LLM agent audit reveals belief tracking boosts Werewolf wins by 90%
Active-belief condition raised good-side win rate from 20.5% to 39% in 1,080 games.
In a new preprint, Gao, Yang, Zhao, and Zhang introduce a rigorous audit framework for evaluating LLM agents in hidden-information social deduction games, specifically the 9-player variant of Werewolf. Agents operate under strict code-level information isolation about hidden roles. The framework maintains an external belief state, logs belief updates and action-belief deviations, and supports a defensive offline improvement loop. This allows researchers to replay and review bad cases before changing strategies.

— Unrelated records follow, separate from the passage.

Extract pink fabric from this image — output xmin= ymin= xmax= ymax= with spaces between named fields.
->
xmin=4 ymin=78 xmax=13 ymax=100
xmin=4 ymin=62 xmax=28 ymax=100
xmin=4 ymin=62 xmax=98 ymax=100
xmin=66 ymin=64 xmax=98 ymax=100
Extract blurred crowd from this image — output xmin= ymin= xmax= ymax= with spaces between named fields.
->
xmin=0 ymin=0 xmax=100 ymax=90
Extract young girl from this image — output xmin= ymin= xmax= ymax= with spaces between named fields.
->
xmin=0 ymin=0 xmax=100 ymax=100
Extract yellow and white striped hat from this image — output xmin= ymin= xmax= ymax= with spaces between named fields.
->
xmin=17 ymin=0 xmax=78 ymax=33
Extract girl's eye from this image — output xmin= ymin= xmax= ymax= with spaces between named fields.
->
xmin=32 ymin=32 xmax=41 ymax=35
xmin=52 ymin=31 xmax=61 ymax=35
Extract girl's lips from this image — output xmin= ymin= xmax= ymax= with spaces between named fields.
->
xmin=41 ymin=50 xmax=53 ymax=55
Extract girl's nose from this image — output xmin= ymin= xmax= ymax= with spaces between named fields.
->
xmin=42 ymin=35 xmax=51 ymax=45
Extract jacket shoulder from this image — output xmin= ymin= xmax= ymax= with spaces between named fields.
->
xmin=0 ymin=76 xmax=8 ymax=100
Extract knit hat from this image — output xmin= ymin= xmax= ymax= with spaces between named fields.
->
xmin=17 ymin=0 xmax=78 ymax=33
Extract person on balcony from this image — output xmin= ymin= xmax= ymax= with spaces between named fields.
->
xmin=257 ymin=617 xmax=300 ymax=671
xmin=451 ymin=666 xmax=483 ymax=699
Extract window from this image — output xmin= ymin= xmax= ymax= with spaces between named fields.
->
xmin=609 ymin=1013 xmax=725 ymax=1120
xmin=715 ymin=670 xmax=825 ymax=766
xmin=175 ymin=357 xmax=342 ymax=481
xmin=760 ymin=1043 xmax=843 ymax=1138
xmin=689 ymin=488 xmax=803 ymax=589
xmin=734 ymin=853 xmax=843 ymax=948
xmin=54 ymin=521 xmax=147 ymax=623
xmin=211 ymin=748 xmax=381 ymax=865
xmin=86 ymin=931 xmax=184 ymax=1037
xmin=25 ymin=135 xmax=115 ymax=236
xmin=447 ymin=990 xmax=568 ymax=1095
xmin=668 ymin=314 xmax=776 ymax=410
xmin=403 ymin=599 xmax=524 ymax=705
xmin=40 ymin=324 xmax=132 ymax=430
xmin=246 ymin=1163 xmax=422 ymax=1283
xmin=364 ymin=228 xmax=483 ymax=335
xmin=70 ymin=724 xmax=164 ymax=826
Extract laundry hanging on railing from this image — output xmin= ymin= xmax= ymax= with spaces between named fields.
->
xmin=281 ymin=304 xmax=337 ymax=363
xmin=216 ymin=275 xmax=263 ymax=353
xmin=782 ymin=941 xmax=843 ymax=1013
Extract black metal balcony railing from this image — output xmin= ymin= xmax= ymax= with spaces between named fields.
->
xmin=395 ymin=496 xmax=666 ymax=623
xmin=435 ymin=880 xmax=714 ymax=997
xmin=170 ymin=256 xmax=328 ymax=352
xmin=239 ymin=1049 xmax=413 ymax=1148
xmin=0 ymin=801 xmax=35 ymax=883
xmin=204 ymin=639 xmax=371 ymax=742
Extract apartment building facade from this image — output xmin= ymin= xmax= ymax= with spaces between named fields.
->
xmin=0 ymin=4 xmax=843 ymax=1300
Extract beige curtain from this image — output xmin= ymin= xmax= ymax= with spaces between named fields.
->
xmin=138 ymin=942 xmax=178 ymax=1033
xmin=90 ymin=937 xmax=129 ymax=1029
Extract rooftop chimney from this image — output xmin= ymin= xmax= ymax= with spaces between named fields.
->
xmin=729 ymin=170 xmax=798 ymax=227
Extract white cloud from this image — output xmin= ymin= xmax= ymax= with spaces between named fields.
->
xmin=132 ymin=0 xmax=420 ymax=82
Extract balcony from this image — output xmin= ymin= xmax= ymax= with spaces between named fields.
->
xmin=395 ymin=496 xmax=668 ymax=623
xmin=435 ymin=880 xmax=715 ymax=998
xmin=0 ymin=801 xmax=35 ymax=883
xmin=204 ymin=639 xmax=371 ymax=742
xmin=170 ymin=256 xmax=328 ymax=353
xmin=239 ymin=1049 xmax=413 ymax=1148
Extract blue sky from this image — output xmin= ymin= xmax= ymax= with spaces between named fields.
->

Across 1,080 frozen games across multiple conditions, the active-belief condition was associated with a substantial improvement in good-side outcomes. In the key 200-seed paired A0/A1 comparison, the good-side win rate jumped from 0.205 to 0.390 (McNemar χ² = 16.4, p < 0.001). Surprisingly, direct action-belief consistency was low (≈0.21), and giving belief only to the werewolves helped the good side more than giving it only to the good side. The authors emphasize that the main contribution is the audit framework itself, which makes effects measurable and turns opaque agent behavior into replayable evidence for safer, controlled iteration.
- Active-belief condition improved good-side win rate from 20.5% to 39% in 200-seed comparison (p<0.001)
- Direct action-belief consistency was low (~0.21), suggesting mechanism is not simple belief-following
- Audit framework logs belief updates and deviations, enabling replay-based defensive improvement loops
Why It Matters
New auditing framework enables safer, controlled iteration of LLM agents in high-noise multi-agent settings.